Интернет - платформа

Хотите стать зарегистрированным пользователем Интернет - платформы?

Пожалуйста, заполните регистрационную форму. Пройдя несложный процесс регистрации, Вы сможете размещать свои вопросы и получить рекомендации национальных экспертов по интересующей Вас проблеме, Вы получите возможность наладить сотрудничество с профессионалами здравоохранения и специалистами немедицинского профиля через сеть.

Зарегистрируйтесь прямо сейчас!

Для зарегистрированных пользователей:
     ЗАДАТЬ НОВЫЙ ВОПРОС

Туберкулез - Лечение, уход и поддержка


Номер Тема вопроса Ответ
4685 18.11.2015 Гульжамал Кадырова,
МЛУ ТБ
19.11.2015 Тулеген Чубаков
Вопрос:

Можно ли вылечить МЛУ ТБ?

Ответ:

Да, по данным мировой литературы в некоторых странах на фоне применения новых препаратов показатель эффективности ( клиническое выздоровление) лечения МЛУ-ТБ достигает до 60%.

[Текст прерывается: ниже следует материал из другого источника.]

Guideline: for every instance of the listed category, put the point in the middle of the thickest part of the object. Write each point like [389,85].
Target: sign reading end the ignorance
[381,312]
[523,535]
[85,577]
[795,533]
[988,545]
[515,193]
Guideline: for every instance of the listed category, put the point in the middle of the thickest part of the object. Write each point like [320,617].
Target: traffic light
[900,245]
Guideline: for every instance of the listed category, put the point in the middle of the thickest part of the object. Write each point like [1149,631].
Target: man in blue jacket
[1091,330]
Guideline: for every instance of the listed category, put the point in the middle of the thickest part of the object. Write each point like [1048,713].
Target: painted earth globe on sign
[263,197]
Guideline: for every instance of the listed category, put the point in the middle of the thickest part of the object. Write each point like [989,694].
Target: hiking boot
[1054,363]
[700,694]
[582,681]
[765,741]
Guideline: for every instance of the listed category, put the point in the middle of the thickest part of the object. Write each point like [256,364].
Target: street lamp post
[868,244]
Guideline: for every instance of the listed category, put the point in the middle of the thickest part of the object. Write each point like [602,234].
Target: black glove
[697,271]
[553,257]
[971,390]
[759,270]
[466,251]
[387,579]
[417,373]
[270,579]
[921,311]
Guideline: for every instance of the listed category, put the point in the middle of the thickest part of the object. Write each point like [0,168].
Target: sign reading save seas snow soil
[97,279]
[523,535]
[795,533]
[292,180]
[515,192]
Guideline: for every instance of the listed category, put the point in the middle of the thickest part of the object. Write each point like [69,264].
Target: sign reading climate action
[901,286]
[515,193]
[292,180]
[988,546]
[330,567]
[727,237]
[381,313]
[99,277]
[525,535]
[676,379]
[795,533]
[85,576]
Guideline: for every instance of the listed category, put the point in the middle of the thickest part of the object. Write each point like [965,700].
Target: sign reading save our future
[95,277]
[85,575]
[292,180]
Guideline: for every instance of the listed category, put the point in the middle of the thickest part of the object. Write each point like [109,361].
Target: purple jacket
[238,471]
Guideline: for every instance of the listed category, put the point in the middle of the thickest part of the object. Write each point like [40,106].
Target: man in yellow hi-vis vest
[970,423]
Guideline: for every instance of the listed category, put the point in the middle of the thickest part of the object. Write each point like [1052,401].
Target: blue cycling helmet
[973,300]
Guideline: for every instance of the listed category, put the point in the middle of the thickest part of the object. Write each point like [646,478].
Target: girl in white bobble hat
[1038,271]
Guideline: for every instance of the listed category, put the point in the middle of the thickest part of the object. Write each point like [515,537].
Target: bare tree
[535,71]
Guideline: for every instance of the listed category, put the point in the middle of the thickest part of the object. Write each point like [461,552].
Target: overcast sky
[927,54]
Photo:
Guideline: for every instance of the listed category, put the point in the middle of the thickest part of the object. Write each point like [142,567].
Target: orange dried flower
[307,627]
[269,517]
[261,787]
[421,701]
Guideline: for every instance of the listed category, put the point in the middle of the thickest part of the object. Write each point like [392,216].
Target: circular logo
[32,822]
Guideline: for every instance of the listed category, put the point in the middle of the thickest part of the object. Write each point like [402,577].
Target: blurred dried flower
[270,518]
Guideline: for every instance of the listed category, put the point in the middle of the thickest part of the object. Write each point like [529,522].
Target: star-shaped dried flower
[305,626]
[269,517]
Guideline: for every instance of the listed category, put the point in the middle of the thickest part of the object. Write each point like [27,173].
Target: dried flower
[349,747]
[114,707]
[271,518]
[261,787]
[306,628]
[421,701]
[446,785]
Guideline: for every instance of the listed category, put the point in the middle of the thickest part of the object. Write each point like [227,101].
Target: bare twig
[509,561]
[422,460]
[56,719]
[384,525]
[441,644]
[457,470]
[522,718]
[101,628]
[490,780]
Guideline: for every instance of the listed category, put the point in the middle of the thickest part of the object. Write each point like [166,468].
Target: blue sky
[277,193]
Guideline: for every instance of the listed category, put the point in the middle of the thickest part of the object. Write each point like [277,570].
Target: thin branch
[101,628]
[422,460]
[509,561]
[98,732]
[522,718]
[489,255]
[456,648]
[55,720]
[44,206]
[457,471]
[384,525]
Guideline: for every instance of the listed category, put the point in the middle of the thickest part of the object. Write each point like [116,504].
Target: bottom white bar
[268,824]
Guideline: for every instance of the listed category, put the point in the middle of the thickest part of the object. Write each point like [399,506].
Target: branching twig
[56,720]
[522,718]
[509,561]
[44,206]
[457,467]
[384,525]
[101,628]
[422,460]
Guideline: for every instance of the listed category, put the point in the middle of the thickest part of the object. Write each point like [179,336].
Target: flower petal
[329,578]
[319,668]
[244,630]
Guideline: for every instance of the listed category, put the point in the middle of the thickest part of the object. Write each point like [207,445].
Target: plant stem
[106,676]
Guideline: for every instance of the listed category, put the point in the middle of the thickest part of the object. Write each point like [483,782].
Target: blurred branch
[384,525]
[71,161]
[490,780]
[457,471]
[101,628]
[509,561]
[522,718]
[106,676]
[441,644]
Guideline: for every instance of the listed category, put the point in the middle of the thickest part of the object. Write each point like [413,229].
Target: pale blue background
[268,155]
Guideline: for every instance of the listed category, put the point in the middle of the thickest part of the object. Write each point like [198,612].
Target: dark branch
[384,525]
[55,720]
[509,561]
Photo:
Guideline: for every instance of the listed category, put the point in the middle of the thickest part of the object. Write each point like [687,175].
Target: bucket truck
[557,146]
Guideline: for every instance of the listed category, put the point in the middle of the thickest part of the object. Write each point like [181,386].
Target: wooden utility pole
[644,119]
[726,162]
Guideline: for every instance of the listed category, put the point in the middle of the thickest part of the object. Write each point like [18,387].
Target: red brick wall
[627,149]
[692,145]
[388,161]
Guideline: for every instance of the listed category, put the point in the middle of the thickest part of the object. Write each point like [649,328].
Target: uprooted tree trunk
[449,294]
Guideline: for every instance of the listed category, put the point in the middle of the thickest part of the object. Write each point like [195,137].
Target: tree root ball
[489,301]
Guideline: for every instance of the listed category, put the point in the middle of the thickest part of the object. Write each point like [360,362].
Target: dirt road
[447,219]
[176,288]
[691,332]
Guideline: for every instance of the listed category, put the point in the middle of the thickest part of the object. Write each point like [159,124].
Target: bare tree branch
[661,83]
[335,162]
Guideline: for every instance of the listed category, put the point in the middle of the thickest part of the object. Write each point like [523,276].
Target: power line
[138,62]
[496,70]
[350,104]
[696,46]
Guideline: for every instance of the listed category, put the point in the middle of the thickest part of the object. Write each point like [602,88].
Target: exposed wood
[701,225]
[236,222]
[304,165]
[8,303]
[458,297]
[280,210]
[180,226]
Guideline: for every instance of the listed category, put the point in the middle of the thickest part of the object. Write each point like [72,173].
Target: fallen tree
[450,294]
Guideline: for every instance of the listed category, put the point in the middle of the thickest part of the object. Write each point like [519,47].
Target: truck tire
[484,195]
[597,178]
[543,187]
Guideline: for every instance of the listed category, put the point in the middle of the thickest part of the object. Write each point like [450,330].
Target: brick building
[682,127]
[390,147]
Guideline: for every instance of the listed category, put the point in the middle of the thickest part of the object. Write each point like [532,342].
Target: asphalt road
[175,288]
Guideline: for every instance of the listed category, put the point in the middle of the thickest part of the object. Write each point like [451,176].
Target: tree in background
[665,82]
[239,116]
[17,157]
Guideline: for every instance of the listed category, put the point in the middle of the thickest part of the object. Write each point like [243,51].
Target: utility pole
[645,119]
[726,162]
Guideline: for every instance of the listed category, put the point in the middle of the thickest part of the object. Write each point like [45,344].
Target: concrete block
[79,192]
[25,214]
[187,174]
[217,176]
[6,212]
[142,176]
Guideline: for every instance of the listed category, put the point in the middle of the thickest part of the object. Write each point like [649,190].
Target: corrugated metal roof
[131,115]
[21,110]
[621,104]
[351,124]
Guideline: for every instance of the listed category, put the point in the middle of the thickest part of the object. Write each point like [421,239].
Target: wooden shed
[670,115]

4684 18.11.2015 Насир Якуб,
№ Приказов
19.11.2015 Тулеген Чубаков
Вопрос:

Какими приказами мы должны пользоваться при амбулаторном лечении ТБ больных?

Ответ:

Приказ МЗ КР №670 от 27 ноября 2013 года и Клинические протоколы по туберкулезу, которые утверждены приказом МЗ.

4683 18.11.2015 Нургул Мусаева,
лечение туберкулеза при бронхиальной астме
18.11.2015 Тулеген Чубаков
Вопрос:

Какова  тактика  лечения   при  туберкулезе  у  больного  с  бронхиальной  астмой  если  на  противотуберкулезные  препараты  возникают  приступы  астмы?

Ответ:

По данным последних научных исследований использование глюкокортикоидной терапии ингаляционным методом позволяет увеличить сроки ремиссии БА без провокации обострений туберкулезного процесса, а при назначении химиотерапии - нивелировать аллергизирующее действие отдельных противотуберкулезных препаратов. В комплексе лечения больных бронхиальной астмой с туберкулезом легких с целью коррекции иммунологических нарушений следует включить иммуностимулирующий препарат – тималин, Т-активин и др. При организации режимов химиотерапии следует исключать противотуберкулезные препараты, которые вызывали на предшествующих этапах аллергические реакции и, в первую очередь устойчивую эозинофилию.

4664 17.11.2015 дилафруз исламова,
Контактные с ТБ
18.11.2015 Тулеген Чубаков
Вопрос:

Если родственники т.е. контактные TB больного отказывается от химио профилактики, то какие меры надо предпринимать по отношению к ним?

Ответ:
  1. РЕКОМЕНДАЦИИ ПО ИНФЕКЦИОННОМУ КОНТРОЛЮ ТБ В ДОМАШНИХ УСЛОВИЯХ

Источниками распространения туберкулеза в популяции являются главным образом бактериовыделители из числа не выявленных больных, больных «оторвавшихся» от лечения; «хронические» больные, которые проходили в прошлом неэффективные курсы лечения. Большинство впервые выявленных больных, которые получают эффективный курс химиотерапии, в течение 2-4 недель становятся неконтагиозными. В связи с этим главной мерой снижения риска инфицирования туберкулезом в популяции является реализация эффективной программы борьбы с туберкулезом, главными компонентами которой являются раннее выявление больных, и в первую очередь бактериовыделителей, и их эффективное лечение.

Современные тенденции оказания противотуберкулезной помощи включают тот факт, что при снижении уровня и сроков госпитализации возрастает количество больных, которые лечатся амбулаторно. В этой связи потенциальными источниками трансмиссии туберкулеза вне медицинских учреждений являются выявленные больные, которые непродолжительно сохраняют бактериовыделение на фоне амбулаторного приема противотуберкулезных препаратов.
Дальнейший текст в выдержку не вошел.